The same concerns apply to drug giants in the United States. They are all struggling with research failures as they scramble to replace their cash cows, such as Pfizer’s multimillion-dollar gamble on a replacement for the cholesterol-lowering drug Lipitor, which failed miserably in clinical trials. Drug companies cut 53,000 jobs last year and 61,000 in 2009, far more than most other sectors.

“This is panic time, this is truly panic time for the industry,’’ said Kenneth I. Kaitin, director of the Center for the Study of Drug Development at Tufts University in Medford, Mass. “I don’t think there’s a company out there that doesn’t realize they don’t have enough products in the pipeline or the portfolio, don’t have enough revenue to sustain their research and development.’’

While industrywide research and development spending has nearly doubled to $45 billion a year over the past decade, the Food and Drug Administration has approved fewer and fewer new drugs. Pfizer and Eli Lilly had major setbacks last year in once-promising Alzheimer’s drug experiments. Merck stopped testing its top acquisition from its merger with Schering Plough, a blood thinner that caused dangerous amounts of bleeding.

Drug company executives have begun addressing the calls for reinvention from analysts who say the industry became too dependent on a business model built around blockbuster drugs.

“We have to fix our innovative core,’’ Pfizer’s new president, Ian C. Read, said in an interview recently. To do that, the company is refocusing on smaller niches in cancer, inflammation, neuroscience, and branded generics — and slashing as much as 30 percent of its research and development spending in the next two years as its scientists work on only the most potentially profitable prospects.

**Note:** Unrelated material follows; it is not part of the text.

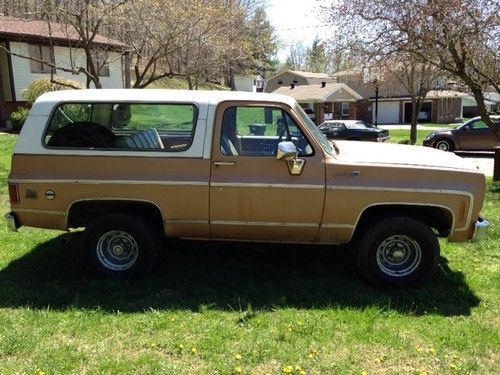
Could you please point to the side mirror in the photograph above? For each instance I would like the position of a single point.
(286, 150)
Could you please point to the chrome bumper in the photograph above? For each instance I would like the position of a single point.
(481, 227)
(10, 218)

Consumers should see a financial benefit as lower-cost generics replace the expensive elite drugs, but may suffer in the long term if companies reduce research and do not produce drugs that meet the public’s needs.

The federal government is also concerned abut the slowing pace of new drugs. Francis S. Collins, director of the National Institutes of Health, recently proposed a billion-dollar drug development center at the agency. “We seem to have a systemic problem here,’’ Collins said, adding that government research efforts were intended to feed the private sector, not compete with it.